Checkout, Frequently Asked Questions!

MongoDB on compute nodes of Shaheen#

In this page, we will explore how to launch a mongoDB server on a Shaheen compute node and then connect to it from another compute node of Shaheen interactively.

The server launched will be submitted as a batch job to SLURM and can run for no more than 24 hours.

We will use mongo from a singularity container. Singularity has provided a Singularity Definition file or def file to create a mongo image. This can done exclusively on a Ibex compute node. Shaheen does not support creation of images from Singularity definition file. You therefore need to have access to Ibex for this step. This is a one-off step.

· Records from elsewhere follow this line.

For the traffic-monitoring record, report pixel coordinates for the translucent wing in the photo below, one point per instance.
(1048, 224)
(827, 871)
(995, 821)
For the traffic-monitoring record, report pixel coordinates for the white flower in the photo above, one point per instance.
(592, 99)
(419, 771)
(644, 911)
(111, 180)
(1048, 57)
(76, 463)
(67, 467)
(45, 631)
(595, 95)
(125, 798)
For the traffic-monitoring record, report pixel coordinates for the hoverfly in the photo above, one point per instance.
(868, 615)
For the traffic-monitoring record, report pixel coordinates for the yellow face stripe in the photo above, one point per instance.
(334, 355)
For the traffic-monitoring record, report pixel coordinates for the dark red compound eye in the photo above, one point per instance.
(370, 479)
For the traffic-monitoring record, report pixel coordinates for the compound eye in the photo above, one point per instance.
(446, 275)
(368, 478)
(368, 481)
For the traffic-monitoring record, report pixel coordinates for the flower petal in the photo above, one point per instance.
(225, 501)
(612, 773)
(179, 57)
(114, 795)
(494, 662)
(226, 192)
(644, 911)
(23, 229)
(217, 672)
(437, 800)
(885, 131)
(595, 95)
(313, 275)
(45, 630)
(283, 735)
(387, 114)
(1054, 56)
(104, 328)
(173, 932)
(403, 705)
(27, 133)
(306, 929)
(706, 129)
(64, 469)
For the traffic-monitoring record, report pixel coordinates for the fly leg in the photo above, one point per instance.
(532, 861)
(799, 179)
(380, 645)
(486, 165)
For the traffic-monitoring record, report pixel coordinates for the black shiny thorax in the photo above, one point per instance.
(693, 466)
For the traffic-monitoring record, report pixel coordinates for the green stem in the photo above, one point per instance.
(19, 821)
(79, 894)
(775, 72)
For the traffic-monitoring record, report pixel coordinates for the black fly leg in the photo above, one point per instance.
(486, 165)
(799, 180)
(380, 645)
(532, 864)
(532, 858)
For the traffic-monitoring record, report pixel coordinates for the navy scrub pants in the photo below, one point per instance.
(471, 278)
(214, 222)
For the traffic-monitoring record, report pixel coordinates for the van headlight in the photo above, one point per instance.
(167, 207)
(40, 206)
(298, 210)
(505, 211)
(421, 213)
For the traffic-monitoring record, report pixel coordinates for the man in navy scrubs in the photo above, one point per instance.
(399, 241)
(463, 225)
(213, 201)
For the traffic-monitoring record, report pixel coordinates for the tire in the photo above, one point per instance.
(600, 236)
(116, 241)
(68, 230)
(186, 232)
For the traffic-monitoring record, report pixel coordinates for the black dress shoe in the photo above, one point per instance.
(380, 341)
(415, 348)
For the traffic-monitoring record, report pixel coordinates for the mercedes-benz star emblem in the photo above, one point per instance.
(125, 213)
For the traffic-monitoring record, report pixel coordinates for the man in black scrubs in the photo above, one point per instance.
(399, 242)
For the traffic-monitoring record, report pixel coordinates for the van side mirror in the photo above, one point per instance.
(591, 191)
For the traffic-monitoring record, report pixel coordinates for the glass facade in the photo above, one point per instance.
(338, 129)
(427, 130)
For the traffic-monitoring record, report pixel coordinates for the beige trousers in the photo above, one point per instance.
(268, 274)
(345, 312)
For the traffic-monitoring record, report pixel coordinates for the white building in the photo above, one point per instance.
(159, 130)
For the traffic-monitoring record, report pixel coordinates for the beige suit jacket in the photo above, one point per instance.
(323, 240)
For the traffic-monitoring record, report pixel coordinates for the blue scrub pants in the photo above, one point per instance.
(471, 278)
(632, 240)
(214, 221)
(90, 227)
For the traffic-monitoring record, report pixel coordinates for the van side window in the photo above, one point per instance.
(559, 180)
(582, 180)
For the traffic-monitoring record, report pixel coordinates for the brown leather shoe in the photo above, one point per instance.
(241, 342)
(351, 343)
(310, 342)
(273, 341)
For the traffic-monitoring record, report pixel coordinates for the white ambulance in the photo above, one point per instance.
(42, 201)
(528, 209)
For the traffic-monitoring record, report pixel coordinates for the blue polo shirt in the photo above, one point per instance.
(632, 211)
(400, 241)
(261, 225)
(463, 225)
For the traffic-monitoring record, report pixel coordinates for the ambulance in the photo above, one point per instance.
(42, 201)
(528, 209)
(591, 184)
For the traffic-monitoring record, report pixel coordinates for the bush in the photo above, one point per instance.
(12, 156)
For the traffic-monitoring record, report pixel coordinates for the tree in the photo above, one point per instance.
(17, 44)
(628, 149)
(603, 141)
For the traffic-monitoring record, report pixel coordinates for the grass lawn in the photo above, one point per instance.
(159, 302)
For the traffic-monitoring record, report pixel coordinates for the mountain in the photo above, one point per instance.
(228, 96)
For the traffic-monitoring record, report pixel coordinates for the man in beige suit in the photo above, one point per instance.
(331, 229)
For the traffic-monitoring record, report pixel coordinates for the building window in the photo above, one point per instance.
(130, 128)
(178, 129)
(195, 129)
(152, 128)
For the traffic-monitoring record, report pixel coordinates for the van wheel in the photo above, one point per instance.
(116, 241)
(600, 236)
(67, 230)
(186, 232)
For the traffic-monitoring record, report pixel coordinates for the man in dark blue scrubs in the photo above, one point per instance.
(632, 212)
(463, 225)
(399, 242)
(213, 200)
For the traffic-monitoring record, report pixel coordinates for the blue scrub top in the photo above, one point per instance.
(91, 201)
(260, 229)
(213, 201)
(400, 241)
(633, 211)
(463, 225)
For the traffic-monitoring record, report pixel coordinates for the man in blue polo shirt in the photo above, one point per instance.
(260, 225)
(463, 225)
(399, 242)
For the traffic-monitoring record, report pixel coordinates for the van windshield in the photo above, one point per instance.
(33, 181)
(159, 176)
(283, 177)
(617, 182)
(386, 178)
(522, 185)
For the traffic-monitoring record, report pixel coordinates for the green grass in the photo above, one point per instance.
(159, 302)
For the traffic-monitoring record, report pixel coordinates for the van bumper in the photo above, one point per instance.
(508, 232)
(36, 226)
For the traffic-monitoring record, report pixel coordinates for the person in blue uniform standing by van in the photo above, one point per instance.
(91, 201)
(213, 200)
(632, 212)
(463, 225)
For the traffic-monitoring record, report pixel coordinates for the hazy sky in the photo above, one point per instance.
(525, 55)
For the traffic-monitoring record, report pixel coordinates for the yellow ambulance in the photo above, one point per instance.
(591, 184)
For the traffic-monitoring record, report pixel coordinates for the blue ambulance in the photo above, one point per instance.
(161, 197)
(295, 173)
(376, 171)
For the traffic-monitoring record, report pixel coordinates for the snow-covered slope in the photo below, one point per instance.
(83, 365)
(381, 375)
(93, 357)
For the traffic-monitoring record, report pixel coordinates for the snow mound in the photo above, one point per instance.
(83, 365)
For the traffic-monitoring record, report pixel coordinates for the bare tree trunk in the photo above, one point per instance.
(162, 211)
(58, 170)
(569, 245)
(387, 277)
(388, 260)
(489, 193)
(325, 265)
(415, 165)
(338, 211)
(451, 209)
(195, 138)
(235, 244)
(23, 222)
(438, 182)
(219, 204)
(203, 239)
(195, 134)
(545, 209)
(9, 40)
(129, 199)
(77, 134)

Ibex Jobscript to create mongo image file#

Note

For this step, you should be able to run a job on Ibex cluster.

First clone the git repository containing the Singularity definition file to create the image:

cd $HOME
git clone https://github.com/singularityhub/mongo.git

The jobscript looks as follows:

#!/bin/bash
#SBATCH --time=01:00:00
#SBATCH --ntasks=1

module load singularity
cd $HOME/mongo
export XDG_RUNTIME_DIR=$HOME
singularity build --fakeroot mongo.sif Singularity

A successful completion should result in creation of a singularity image file mongo.sif.

Working with the image:#

Since /home filesystem is shared between Ibex and Shaheen, you would be able to access this image file from Shaheen login node as well.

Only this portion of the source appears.